First, Jones vetoes the earlier closing hours bill, allowing bars in DeKalb to remain open ’til 4am, unlike neighboring Atlanta, which closes up shop at 2a. Nightclubs and bars breath a sigh of relief.
Then comes Operation: Hammer Time. County Police descend upon nightclubs, bars and strip clubs issuing 78 violations and making 109 arrests for things like permit violations. Nightclubs and bars are caught off guard and begin reaching for the oxygen mask.
This was followed by the less-exciting sequel: Operation Hammer Time II where restaurants and hotels got the same treatment.
Then today the DeKalb County Zoning Board of Appeals ruled that the controversial nightclub that started this whole fiasco (Pure Atlanta) was not appropriate for C1 commercial zoning because it does not have a kitchen (and therefore cannot be considered a “restaurant”). The board stated that nightclubs without kitchens should be grouped along places like bowling alleys and movie theaters as “recreation”.
The ruling has wide implications for any nightclub or bar in the county that doesn’t cook its own food. If the ruling still stands after appeal, many nightclubs and bars could be shutdown.
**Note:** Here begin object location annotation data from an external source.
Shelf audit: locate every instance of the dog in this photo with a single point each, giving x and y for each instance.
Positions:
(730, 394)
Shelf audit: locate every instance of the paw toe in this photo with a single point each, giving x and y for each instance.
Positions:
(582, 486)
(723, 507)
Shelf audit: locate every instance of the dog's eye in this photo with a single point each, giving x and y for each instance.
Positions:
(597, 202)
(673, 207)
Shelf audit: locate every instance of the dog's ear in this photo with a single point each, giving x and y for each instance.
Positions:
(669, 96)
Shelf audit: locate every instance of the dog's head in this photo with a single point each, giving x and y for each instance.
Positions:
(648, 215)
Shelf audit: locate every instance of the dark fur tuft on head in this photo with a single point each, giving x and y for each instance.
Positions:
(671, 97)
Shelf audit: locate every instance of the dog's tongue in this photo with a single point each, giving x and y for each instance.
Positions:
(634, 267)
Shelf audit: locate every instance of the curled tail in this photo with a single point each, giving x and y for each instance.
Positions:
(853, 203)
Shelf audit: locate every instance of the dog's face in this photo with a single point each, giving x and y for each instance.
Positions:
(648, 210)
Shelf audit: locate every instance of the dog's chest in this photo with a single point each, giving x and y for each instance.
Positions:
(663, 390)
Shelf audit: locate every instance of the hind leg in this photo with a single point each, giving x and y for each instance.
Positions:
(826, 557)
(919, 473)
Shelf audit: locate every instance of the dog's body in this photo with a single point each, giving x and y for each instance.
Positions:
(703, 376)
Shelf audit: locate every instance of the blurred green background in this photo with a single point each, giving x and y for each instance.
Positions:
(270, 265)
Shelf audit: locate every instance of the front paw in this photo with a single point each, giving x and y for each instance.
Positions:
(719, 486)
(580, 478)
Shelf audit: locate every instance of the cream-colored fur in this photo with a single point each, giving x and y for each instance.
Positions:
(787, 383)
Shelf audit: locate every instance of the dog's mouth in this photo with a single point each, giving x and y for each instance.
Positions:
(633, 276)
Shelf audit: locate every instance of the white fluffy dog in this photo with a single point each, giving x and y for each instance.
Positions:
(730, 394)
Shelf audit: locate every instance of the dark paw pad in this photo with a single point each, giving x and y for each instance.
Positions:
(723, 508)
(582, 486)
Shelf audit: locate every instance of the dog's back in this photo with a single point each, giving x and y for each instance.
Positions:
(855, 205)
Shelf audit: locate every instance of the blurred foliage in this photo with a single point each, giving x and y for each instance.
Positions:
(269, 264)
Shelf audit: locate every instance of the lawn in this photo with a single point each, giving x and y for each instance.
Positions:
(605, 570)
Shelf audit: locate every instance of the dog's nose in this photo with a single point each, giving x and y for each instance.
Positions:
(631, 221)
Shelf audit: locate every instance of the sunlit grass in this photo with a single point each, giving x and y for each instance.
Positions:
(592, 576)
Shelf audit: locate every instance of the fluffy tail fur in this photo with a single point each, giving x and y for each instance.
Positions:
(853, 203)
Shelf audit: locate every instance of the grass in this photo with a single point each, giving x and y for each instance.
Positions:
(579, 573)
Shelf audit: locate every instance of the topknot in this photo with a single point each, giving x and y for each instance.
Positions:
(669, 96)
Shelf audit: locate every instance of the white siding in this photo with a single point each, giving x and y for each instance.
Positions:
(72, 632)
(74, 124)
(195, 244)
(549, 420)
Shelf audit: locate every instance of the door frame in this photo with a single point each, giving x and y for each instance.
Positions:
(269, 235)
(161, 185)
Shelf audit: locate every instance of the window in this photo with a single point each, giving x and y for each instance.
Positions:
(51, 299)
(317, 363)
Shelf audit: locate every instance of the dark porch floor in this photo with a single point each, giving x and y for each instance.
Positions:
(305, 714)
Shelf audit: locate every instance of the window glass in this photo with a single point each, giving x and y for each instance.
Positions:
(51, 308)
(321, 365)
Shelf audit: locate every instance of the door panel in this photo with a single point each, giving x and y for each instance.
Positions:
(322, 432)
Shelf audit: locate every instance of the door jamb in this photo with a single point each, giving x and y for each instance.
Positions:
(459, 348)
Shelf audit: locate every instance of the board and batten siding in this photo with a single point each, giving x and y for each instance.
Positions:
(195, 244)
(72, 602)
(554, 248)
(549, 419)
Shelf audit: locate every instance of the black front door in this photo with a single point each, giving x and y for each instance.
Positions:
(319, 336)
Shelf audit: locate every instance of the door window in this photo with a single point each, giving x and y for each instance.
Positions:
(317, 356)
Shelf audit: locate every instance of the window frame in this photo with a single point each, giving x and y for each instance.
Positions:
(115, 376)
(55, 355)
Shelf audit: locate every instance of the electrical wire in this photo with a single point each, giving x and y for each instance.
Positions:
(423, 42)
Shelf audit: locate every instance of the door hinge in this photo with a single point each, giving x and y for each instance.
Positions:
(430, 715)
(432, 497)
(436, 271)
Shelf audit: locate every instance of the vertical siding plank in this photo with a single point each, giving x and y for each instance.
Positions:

Just like after Operation Hammer Time, county officials are playing dumb to the broader implications of this ruling.
From the AJC…
Kristie Swink, spokeswoman for the county, originally said the decision was not meant to close the club and that the planning department was going to review the ruling. A day later, she said the ball was in the club’s court and it had to successfully appeal the board’s ruling or be shut down.
But ultimately, as anyone that’s followed this months-long story can see, when you begin connect all the dots, you get a picture of a CEO that wanted to use quieter, alternative methods (law enforcement, zoning board) to deter nightclubs from crossing the county line into DeKalb, instead of a highly public, blanket legislation.